To me, it looks like cont.bind would need to decide for each argument which of two buffers to add it to: One containing arguments that will be passed in stack slots, carefully laid out in the way the stack arguments will be passed, and another one for payloads that will be passed in registers.

I will have to think about whether all of this logic could be encoded statically into the translation of a particular cont.bind instruction, or if this juggling of two separate buffers would require any runtime information.

In any case, it seems to me that making this work is quite intricate, but only applies if you use cont.bind on a function that has so many arguments that some of the are passed on the stack.

titzer commented 1 week ago

I'd like to know how much supporting cont.bind costs programs that do not use it.

AFAICT a continuation that has no bound arguments can be invoked without any register shuffling and the (I assume uncommon case) of argument shuffling can be supported by the stack resource storing an extra code pointer. In addition to the buffer management considerations above, the fastest way to go from the resume site to the first continuation instruction is to go through a stub customized to the number of bound arguments.

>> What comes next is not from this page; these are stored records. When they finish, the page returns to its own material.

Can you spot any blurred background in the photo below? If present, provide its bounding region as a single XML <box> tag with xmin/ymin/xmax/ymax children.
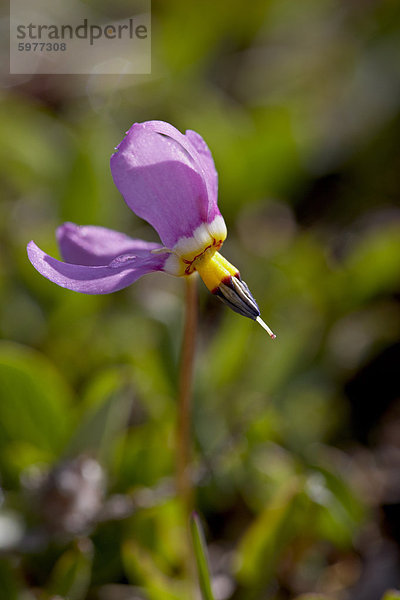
<box><xmin>0</xmin><ymin>0</ymin><xmax>400</xmax><ymax>600</ymax></box>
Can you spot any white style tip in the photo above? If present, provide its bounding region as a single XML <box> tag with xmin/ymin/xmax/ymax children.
<box><xmin>256</xmin><ymin>317</ymin><xmax>276</xmax><ymax>340</ymax></box>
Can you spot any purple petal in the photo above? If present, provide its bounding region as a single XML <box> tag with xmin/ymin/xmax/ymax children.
<box><xmin>111</xmin><ymin>121</ymin><xmax>219</xmax><ymax>248</ymax></box>
<box><xmin>27</xmin><ymin>242</ymin><xmax>165</xmax><ymax>294</ymax></box>
<box><xmin>57</xmin><ymin>223</ymin><xmax>162</xmax><ymax>266</ymax></box>
<box><xmin>185</xmin><ymin>129</ymin><xmax>220</xmax><ymax>222</ymax></box>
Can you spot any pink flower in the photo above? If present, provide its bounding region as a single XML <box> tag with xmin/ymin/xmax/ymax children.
<box><xmin>27</xmin><ymin>121</ymin><xmax>275</xmax><ymax>337</ymax></box>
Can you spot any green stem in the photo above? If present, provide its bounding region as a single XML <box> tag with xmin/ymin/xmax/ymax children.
<box><xmin>176</xmin><ymin>274</ymin><xmax>197</xmax><ymax>518</ymax></box>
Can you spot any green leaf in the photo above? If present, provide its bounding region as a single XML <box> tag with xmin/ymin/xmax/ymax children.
<box><xmin>190</xmin><ymin>513</ymin><xmax>214</xmax><ymax>600</ymax></box>
<box><xmin>382</xmin><ymin>590</ymin><xmax>400</xmax><ymax>600</ymax></box>
<box><xmin>0</xmin><ymin>342</ymin><xmax>72</xmax><ymax>464</ymax></box>
<box><xmin>48</xmin><ymin>538</ymin><xmax>93</xmax><ymax>600</ymax></box>
<box><xmin>122</xmin><ymin>540</ymin><xmax>188</xmax><ymax>600</ymax></box>
<box><xmin>236</xmin><ymin>479</ymin><xmax>302</xmax><ymax>587</ymax></box>
<box><xmin>66</xmin><ymin>370</ymin><xmax>133</xmax><ymax>462</ymax></box>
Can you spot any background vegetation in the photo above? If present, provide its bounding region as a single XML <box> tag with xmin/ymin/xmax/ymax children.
<box><xmin>0</xmin><ymin>0</ymin><xmax>400</xmax><ymax>600</ymax></box>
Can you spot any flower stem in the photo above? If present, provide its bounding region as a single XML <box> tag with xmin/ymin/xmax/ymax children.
<box><xmin>176</xmin><ymin>274</ymin><xmax>197</xmax><ymax>518</ymax></box>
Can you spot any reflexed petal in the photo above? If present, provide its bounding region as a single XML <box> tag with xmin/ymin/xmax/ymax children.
<box><xmin>57</xmin><ymin>223</ymin><xmax>162</xmax><ymax>266</ymax></box>
<box><xmin>27</xmin><ymin>242</ymin><xmax>165</xmax><ymax>294</ymax></box>
<box><xmin>111</xmin><ymin>121</ymin><xmax>219</xmax><ymax>248</ymax></box>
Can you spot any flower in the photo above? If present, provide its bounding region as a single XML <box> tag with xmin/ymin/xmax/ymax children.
<box><xmin>27</xmin><ymin>121</ymin><xmax>275</xmax><ymax>338</ymax></box>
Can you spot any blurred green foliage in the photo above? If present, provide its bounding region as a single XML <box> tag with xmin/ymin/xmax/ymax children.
<box><xmin>0</xmin><ymin>0</ymin><xmax>400</xmax><ymax>600</ymax></box>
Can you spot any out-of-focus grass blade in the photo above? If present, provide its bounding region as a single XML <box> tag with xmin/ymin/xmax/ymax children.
<box><xmin>382</xmin><ymin>590</ymin><xmax>400</xmax><ymax>600</ymax></box>
<box><xmin>48</xmin><ymin>539</ymin><xmax>93</xmax><ymax>600</ymax></box>
<box><xmin>190</xmin><ymin>513</ymin><xmax>214</xmax><ymax>600</ymax></box>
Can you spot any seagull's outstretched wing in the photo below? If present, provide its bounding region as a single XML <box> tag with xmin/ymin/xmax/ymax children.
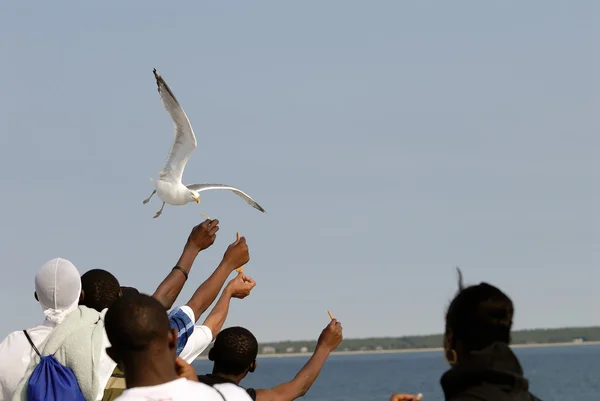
<box><xmin>154</xmin><ymin>69</ymin><xmax>197</xmax><ymax>183</ymax></box>
<box><xmin>186</xmin><ymin>184</ymin><xmax>265</xmax><ymax>213</ymax></box>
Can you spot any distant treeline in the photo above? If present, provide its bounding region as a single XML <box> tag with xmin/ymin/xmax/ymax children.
<box><xmin>203</xmin><ymin>327</ymin><xmax>600</xmax><ymax>355</ymax></box>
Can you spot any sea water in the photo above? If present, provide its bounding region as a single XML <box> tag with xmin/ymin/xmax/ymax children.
<box><xmin>194</xmin><ymin>345</ymin><xmax>600</xmax><ymax>401</ymax></box>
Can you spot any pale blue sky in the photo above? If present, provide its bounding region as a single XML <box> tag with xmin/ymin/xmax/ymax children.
<box><xmin>0</xmin><ymin>0</ymin><xmax>600</xmax><ymax>341</ymax></box>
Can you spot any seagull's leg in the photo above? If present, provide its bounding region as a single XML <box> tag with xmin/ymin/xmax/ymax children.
<box><xmin>154</xmin><ymin>202</ymin><xmax>165</xmax><ymax>218</ymax></box>
<box><xmin>144</xmin><ymin>189</ymin><xmax>156</xmax><ymax>205</ymax></box>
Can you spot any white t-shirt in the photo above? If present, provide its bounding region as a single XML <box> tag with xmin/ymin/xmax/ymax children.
<box><xmin>95</xmin><ymin>305</ymin><xmax>213</xmax><ymax>401</ymax></box>
<box><xmin>0</xmin><ymin>321</ymin><xmax>55</xmax><ymax>401</ymax></box>
<box><xmin>115</xmin><ymin>379</ymin><xmax>252</xmax><ymax>401</ymax></box>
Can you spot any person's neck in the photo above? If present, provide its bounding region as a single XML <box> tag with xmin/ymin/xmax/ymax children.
<box><xmin>212</xmin><ymin>370</ymin><xmax>244</xmax><ymax>384</ymax></box>
<box><xmin>124</xmin><ymin>354</ymin><xmax>177</xmax><ymax>388</ymax></box>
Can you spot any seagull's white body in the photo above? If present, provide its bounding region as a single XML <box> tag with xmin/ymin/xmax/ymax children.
<box><xmin>144</xmin><ymin>70</ymin><xmax>265</xmax><ymax>218</ymax></box>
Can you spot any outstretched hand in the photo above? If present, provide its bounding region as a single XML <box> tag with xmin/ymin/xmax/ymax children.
<box><xmin>186</xmin><ymin>219</ymin><xmax>219</xmax><ymax>252</ymax></box>
<box><xmin>222</xmin><ymin>233</ymin><xmax>250</xmax><ymax>271</ymax></box>
<box><xmin>317</xmin><ymin>319</ymin><xmax>344</xmax><ymax>351</ymax></box>
<box><xmin>227</xmin><ymin>273</ymin><xmax>256</xmax><ymax>299</ymax></box>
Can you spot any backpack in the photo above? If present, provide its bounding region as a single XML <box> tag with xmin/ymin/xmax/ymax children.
<box><xmin>23</xmin><ymin>330</ymin><xmax>85</xmax><ymax>401</ymax></box>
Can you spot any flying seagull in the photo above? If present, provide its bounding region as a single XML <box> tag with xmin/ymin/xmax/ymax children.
<box><xmin>144</xmin><ymin>69</ymin><xmax>265</xmax><ymax>218</ymax></box>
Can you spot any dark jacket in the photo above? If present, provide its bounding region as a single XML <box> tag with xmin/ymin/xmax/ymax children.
<box><xmin>198</xmin><ymin>374</ymin><xmax>256</xmax><ymax>401</ymax></box>
<box><xmin>441</xmin><ymin>343</ymin><xmax>540</xmax><ymax>401</ymax></box>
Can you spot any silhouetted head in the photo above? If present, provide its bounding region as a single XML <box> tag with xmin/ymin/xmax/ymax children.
<box><xmin>79</xmin><ymin>269</ymin><xmax>122</xmax><ymax>312</ymax></box>
<box><xmin>121</xmin><ymin>286</ymin><xmax>140</xmax><ymax>296</ymax></box>
<box><xmin>444</xmin><ymin>269</ymin><xmax>514</xmax><ymax>363</ymax></box>
<box><xmin>208</xmin><ymin>327</ymin><xmax>258</xmax><ymax>380</ymax></box>
<box><xmin>104</xmin><ymin>294</ymin><xmax>177</xmax><ymax>373</ymax></box>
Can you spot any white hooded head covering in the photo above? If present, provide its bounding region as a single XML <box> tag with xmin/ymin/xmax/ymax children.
<box><xmin>35</xmin><ymin>258</ymin><xmax>81</xmax><ymax>324</ymax></box>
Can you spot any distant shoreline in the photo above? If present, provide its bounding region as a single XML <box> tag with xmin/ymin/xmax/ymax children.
<box><xmin>196</xmin><ymin>341</ymin><xmax>600</xmax><ymax>361</ymax></box>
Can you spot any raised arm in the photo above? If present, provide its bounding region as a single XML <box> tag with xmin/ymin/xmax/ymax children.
<box><xmin>203</xmin><ymin>273</ymin><xmax>256</xmax><ymax>339</ymax></box>
<box><xmin>152</xmin><ymin>219</ymin><xmax>219</xmax><ymax>309</ymax></box>
<box><xmin>256</xmin><ymin>319</ymin><xmax>343</xmax><ymax>401</ymax></box>
<box><xmin>187</xmin><ymin>233</ymin><xmax>250</xmax><ymax>321</ymax></box>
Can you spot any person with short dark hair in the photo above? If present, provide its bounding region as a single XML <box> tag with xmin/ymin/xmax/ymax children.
<box><xmin>105</xmin><ymin>294</ymin><xmax>250</xmax><ymax>401</ymax></box>
<box><xmin>198</xmin><ymin>319</ymin><xmax>343</xmax><ymax>401</ymax></box>
<box><xmin>81</xmin><ymin>220</ymin><xmax>256</xmax><ymax>401</ymax></box>
<box><xmin>391</xmin><ymin>270</ymin><xmax>539</xmax><ymax>401</ymax></box>
<box><xmin>79</xmin><ymin>269</ymin><xmax>122</xmax><ymax>312</ymax></box>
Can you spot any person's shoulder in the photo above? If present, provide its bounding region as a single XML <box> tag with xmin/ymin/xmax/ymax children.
<box><xmin>213</xmin><ymin>383</ymin><xmax>253</xmax><ymax>401</ymax></box>
<box><xmin>0</xmin><ymin>326</ymin><xmax>35</xmax><ymax>353</ymax></box>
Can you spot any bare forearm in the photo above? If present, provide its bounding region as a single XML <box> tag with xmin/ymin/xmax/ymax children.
<box><xmin>202</xmin><ymin>288</ymin><xmax>231</xmax><ymax>338</ymax></box>
<box><xmin>187</xmin><ymin>262</ymin><xmax>233</xmax><ymax>321</ymax></box>
<box><xmin>272</xmin><ymin>346</ymin><xmax>331</xmax><ymax>401</ymax></box>
<box><xmin>152</xmin><ymin>245</ymin><xmax>199</xmax><ymax>309</ymax></box>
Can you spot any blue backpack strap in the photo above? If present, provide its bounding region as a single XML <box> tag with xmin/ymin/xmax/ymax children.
<box><xmin>23</xmin><ymin>330</ymin><xmax>42</xmax><ymax>357</ymax></box>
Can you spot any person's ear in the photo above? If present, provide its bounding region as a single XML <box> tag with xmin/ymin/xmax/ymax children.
<box><xmin>169</xmin><ymin>327</ymin><xmax>177</xmax><ymax>350</ymax></box>
<box><xmin>106</xmin><ymin>347</ymin><xmax>120</xmax><ymax>365</ymax></box>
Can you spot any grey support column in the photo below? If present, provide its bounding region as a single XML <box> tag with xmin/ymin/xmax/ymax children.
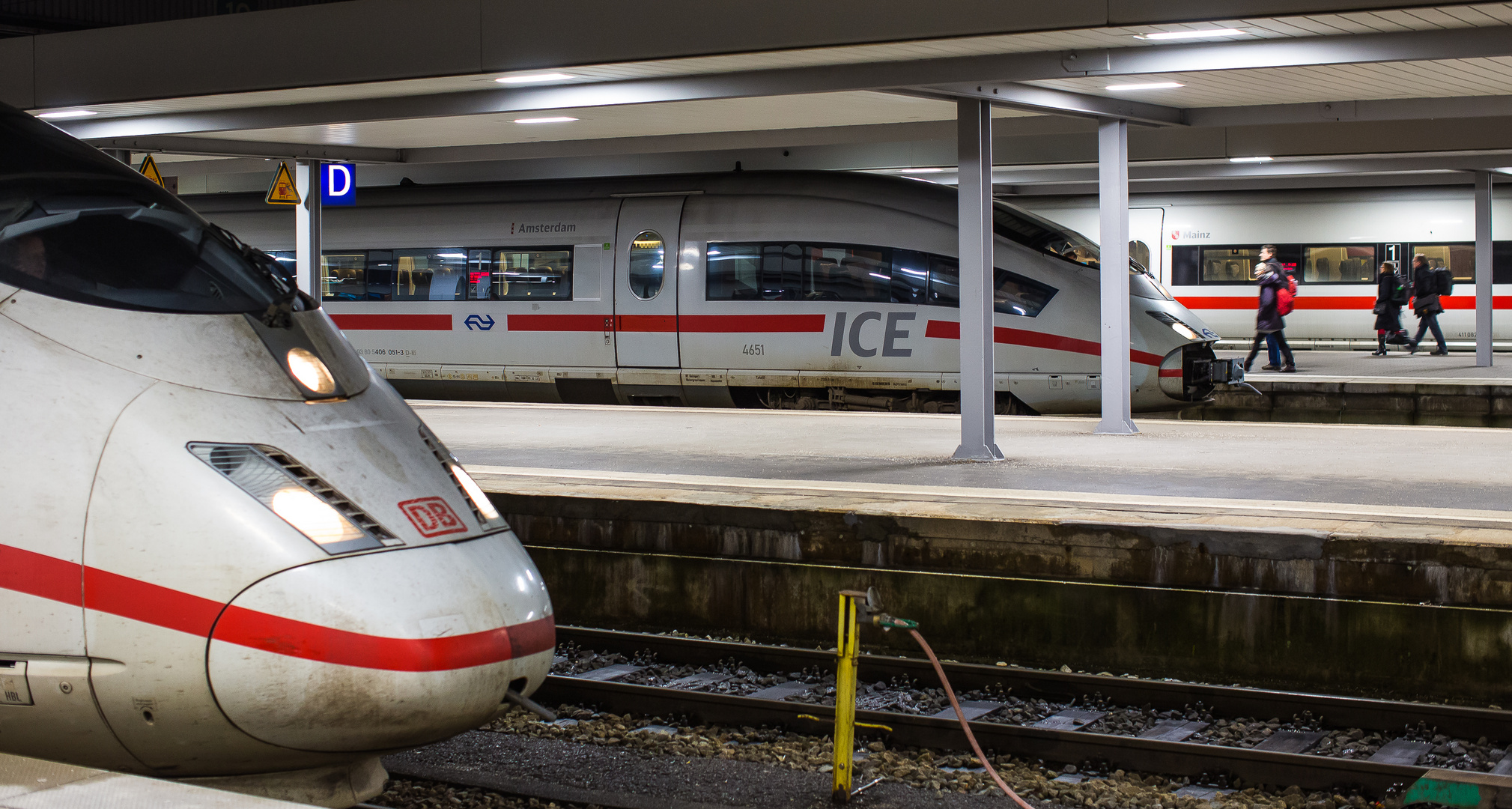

So a cont.bind switches the code pointer (i.e. resume point) in the stack from one state to the next, with the initial state being the actual IP (or a small stub for an inter-instance continuation).

So if the top-level consideration is whether we should remove cont.bind purely because of the overhead it might impose on non-bound continuations, I think the answer "it saves one code pointer in the stack resource". I don't think it inherently costs any machine instructions on the invocation path.